Simply stunning! Just look at that weathering on the fuselage of the RAF Sabre Mk.4 rising up above the clouds. It looks spot-on to me and something that I plan to try and replicate when I build my Sabre. Some of you may be wondering why I am commenting on the box? Well, the fact is great box art sells kits and I for one think the box is all part of the whole buying and ‘owning’ experience – it matters! It’s even better when the contents match the box in terms of quality and this is the case here in my opinion.
Detail in the cockpit is perfectly adequate for this scale, in fact it is better than adequate. An example are the very thin sides to the ejection seat, also the delicate control column and the raised detail behind the seat on the rear cockpit decking is superb. Right about now I start to take more detailed interest and inspect the remainder of the sprues for subtle detail. More of that in a moment. Decals are provided for the side and main instrument panels and these will be just fine in this scale with the dial detail being comprehensive and noteworthy.
You also get a decent looking pilot if you want to add him.
The finesse of the undercarriage legs is extraordinary – probably the best I have ever seen in this small scale. No flash, just fine, accurate crisp moulding – impressive. Also a nice set of slightly bulged tyres is supplied and when painted and weathered these will add to the final authentic look of your model. Different wheel hub detail is included depending on the specific aircraft you are creating.
Once again the panel line detail is very refined and this will add greatly to the realism of any finished model. Airfix are certainly listening to modellers and showing great willingness to raise their standards to that of the best and they are certainly getting close with this kit. The integral fin has a moulded-in rudder but it looks like a simple job to cut it away and reposition at a more ‘operational’ angle often seen on parked machines.
The intake could work quite well, we’ll have to wait and see in the build. The nose intake ring is separate and this will look great when attached and this is designed to butt up against a two-part intake trunking. With care the interior join should be able to be sanded smooth making for a nice clean-looking aircraft.
Fuselage side airbrake interior and door detail is excellent and you can pose the doors open or closed.
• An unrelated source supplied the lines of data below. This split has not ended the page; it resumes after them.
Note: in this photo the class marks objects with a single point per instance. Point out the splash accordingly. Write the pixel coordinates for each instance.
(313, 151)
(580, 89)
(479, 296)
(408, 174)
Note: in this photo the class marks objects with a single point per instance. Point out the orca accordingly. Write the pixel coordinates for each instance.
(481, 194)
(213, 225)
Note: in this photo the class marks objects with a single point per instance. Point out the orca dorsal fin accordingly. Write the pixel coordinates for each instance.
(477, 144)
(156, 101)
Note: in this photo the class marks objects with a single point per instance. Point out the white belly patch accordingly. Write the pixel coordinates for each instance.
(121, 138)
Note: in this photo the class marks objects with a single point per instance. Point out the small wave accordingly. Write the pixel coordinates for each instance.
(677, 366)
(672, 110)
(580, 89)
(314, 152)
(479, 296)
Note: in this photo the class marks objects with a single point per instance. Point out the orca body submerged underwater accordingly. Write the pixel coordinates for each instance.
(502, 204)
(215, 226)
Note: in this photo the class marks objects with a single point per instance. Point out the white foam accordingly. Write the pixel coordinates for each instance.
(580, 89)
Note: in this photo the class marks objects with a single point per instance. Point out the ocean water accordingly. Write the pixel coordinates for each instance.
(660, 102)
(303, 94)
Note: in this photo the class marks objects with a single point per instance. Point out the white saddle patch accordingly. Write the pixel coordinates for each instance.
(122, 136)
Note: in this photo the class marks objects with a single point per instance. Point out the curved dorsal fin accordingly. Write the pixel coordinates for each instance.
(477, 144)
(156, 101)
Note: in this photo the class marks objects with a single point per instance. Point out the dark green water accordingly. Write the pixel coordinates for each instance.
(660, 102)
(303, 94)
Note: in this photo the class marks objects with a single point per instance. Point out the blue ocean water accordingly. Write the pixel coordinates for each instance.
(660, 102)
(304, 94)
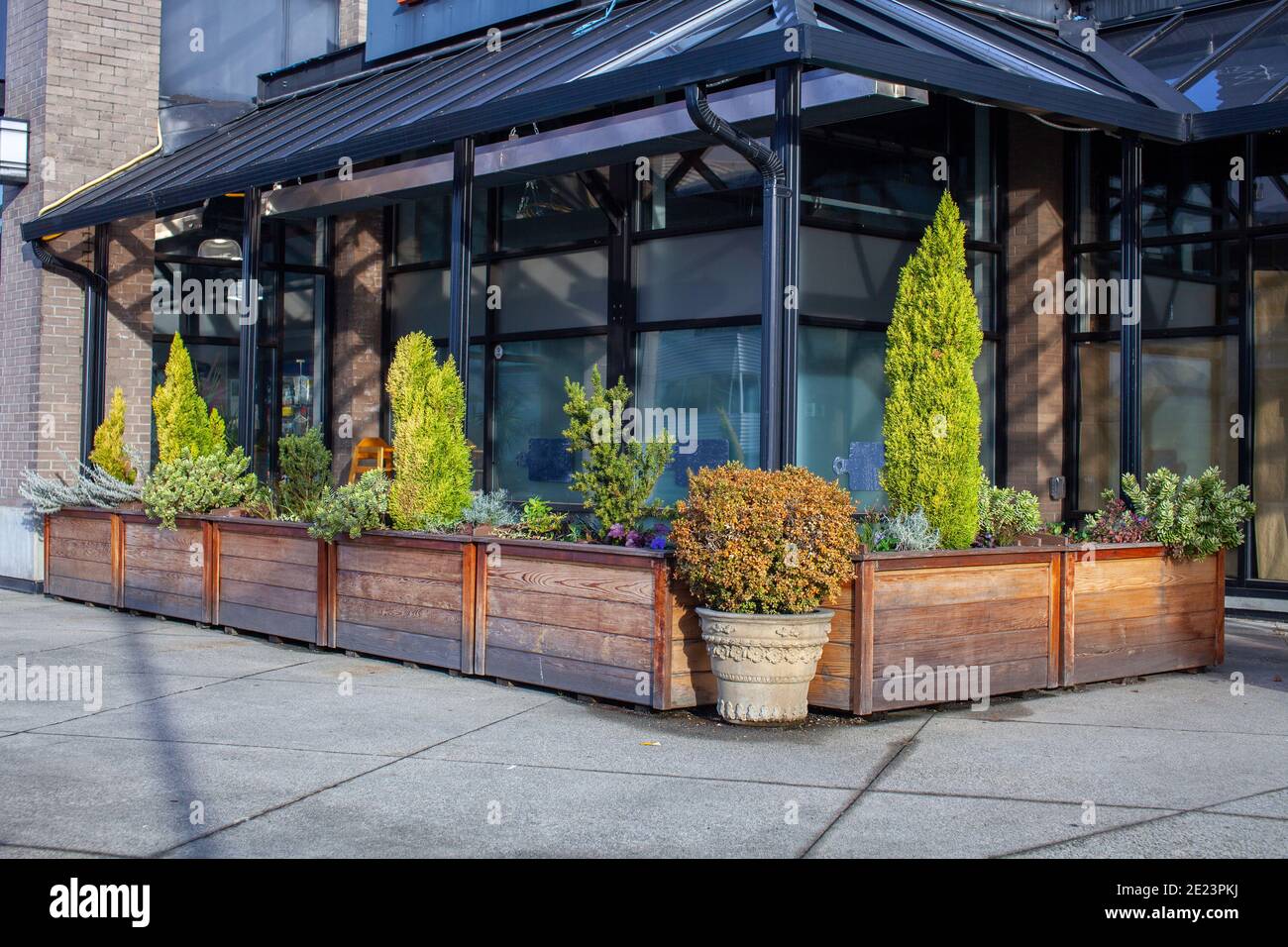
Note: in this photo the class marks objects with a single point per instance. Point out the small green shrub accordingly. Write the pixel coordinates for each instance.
(764, 543)
(490, 509)
(1194, 517)
(618, 474)
(110, 451)
(353, 509)
(305, 474)
(1005, 514)
(432, 458)
(931, 415)
(183, 421)
(81, 486)
(197, 483)
(540, 521)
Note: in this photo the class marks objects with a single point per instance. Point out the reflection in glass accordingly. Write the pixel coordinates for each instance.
(713, 372)
(529, 454)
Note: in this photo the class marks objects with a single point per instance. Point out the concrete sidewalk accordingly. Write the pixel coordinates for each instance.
(218, 745)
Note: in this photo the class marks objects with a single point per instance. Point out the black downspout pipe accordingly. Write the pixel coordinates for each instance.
(776, 191)
(1131, 289)
(463, 245)
(94, 343)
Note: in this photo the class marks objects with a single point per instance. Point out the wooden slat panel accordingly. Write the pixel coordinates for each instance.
(566, 674)
(958, 585)
(163, 603)
(1128, 575)
(268, 621)
(571, 612)
(274, 596)
(1004, 678)
(412, 591)
(300, 551)
(426, 650)
(616, 651)
(63, 527)
(1142, 603)
(575, 579)
(84, 570)
(1145, 659)
(286, 575)
(163, 560)
(82, 551)
(974, 617)
(80, 590)
(443, 566)
(151, 536)
(188, 583)
(984, 648)
(397, 616)
(1121, 634)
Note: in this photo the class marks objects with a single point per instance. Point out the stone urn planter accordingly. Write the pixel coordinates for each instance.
(764, 664)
The opportunity to pose mine open will be too great to resist and again I think should add to the final effect.
Wings, flaps and things
The hard-wing applicable to the RAF F.Mk.4 version is included, along with the small box-like wing fences. No option for dropped flaps or elevators positions is offered but that’s probably understandable for a kit in this scale and price range. Wheel well detail is again about right for 1:72 scale with reasonable scale depth to the main gear wells and the nose wheel bay being good, featuring substantial depth.
Nice looking these – very clear without any flash. The fact that the front screen is moulded separately is a major plus, enabling you to pose the canopy open and create a much more realistic-looking model. The canopy plastic is thin too adding to the quality of the package. Unfortunately there is a small mould imperfection on the underside of the front leading edge of the larger rear-sliding canopy section and I may need to seek a replacement as the imperfection is noticeable.
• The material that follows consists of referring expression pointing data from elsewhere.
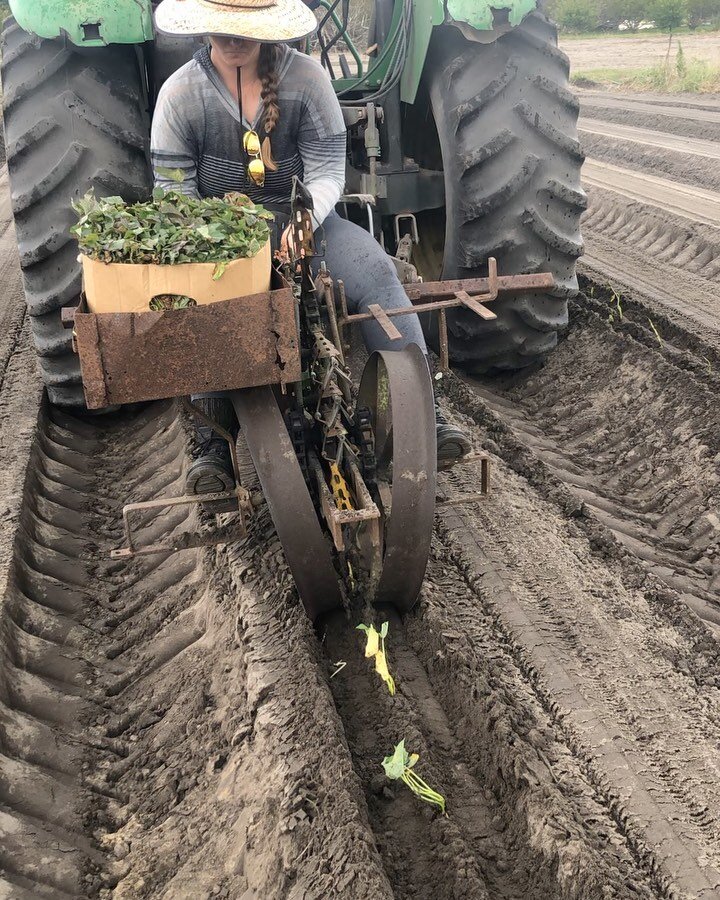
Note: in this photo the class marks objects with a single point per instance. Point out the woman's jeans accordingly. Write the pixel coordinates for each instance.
(353, 256)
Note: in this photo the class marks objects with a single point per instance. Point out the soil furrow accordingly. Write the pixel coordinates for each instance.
(600, 646)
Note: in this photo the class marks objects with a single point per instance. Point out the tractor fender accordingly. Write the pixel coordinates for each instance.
(486, 20)
(86, 23)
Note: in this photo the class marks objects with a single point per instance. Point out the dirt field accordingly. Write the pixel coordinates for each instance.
(174, 727)
(637, 51)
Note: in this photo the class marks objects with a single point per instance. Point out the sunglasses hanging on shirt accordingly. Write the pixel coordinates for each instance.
(251, 145)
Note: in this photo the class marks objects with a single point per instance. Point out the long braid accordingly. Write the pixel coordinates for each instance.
(267, 72)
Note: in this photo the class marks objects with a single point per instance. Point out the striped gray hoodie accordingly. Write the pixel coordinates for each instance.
(196, 128)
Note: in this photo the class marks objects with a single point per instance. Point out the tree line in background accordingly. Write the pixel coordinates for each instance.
(631, 15)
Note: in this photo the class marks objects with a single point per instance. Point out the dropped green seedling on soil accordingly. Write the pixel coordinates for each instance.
(375, 647)
(399, 766)
(655, 332)
(171, 228)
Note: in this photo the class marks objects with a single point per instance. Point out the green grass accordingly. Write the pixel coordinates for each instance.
(699, 77)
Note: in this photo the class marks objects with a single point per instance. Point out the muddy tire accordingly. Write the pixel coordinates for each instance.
(507, 125)
(73, 121)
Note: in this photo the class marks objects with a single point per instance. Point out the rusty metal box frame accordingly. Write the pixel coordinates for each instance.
(240, 343)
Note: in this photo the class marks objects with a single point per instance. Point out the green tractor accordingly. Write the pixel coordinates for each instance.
(462, 145)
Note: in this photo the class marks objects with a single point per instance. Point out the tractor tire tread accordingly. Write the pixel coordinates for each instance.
(74, 122)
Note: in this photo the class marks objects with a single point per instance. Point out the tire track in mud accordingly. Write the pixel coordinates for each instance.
(622, 669)
(128, 696)
(673, 263)
(169, 727)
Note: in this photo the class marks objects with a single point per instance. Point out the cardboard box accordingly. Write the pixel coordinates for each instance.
(127, 287)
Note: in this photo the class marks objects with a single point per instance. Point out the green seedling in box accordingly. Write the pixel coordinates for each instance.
(401, 766)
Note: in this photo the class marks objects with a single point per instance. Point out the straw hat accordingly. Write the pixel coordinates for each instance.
(256, 20)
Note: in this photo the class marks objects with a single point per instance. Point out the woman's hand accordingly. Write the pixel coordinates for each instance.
(285, 244)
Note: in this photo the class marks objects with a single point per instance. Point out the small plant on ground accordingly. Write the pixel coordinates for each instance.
(171, 228)
(655, 332)
(375, 647)
(400, 766)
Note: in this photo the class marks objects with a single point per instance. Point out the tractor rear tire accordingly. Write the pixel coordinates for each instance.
(74, 121)
(507, 126)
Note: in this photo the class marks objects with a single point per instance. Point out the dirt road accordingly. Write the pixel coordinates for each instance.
(635, 51)
(174, 728)
(691, 203)
(649, 138)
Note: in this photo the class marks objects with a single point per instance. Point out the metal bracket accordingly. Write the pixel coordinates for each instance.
(484, 461)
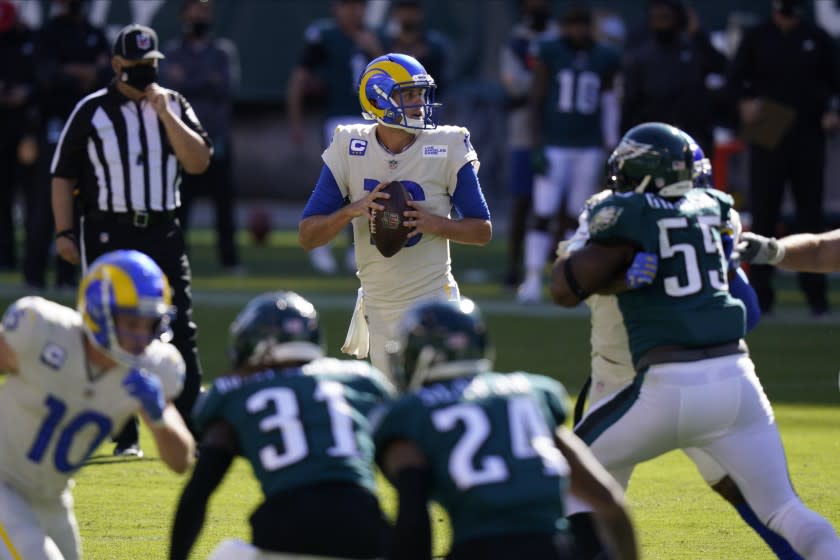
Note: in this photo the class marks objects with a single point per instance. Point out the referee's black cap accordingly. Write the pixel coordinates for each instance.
(137, 42)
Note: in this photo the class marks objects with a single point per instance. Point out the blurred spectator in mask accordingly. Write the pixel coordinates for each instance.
(205, 69)
(784, 76)
(335, 53)
(674, 74)
(406, 33)
(574, 117)
(534, 24)
(18, 149)
(72, 59)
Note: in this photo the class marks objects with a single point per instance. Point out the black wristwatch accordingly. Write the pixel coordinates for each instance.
(68, 233)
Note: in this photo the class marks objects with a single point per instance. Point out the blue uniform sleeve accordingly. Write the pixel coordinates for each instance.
(740, 288)
(326, 198)
(468, 198)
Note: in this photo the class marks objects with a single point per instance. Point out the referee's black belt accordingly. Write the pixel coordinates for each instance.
(674, 354)
(138, 219)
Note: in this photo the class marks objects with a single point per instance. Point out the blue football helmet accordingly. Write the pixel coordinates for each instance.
(439, 340)
(124, 282)
(274, 328)
(702, 169)
(382, 87)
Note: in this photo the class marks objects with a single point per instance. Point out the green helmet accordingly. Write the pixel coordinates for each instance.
(438, 340)
(652, 157)
(274, 328)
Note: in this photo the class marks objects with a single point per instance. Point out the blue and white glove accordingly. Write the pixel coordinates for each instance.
(642, 270)
(147, 389)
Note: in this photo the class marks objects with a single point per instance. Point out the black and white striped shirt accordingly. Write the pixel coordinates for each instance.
(120, 154)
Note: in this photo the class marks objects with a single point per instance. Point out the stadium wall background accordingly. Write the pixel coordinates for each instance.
(268, 34)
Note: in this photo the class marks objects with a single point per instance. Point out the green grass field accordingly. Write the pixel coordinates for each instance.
(124, 507)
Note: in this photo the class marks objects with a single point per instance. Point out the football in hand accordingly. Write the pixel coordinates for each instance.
(387, 230)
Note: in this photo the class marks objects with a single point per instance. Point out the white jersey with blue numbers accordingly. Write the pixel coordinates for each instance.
(429, 170)
(56, 410)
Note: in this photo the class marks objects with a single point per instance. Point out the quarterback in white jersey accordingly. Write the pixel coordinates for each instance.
(69, 388)
(437, 165)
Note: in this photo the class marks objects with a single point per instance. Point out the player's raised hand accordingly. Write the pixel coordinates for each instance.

Instructions, decals and painting guide
The instructions are logical and well laid out. The usual exploded-stage diagram approach is used. The colour painting guide is an integral part of the instruction booklet and this is just fine – glad to see the all-colour guide is back – nice one Airfix.
Two very different aircraft are featured with this release:
- No. 112 Squadron, Royal Air Force Germany, Exercise “Carte Blanche”, Geilenkirchen, Germany, June 1955 – you know, the one with the shark mouth across the nose gear door. Dark Green/Dark Sea Grey upper surfaces over PRU Blue undersides and Oak coloured fuselage band
- Jugoslovensko Ratno Vazduhoplovstvo (Yugoslavian Air Force), 1965. Solver overall.
The decal sheet is well printed with all markings/colours in register. With these decals being printed for Airfix by Cartograf we should be fine on quality.
A good addition to what’s already available. The fine recessed detail, beautifully delicate and detailed undercarriage legs and bulged tyres are all positive, as is the choice of decals. It’s hard to really criticise this package, save for the small canopy imperfection and at around £8.99 (Mar 2011) it offers fantastic value for money and all in all a nice new kit beautifully presented.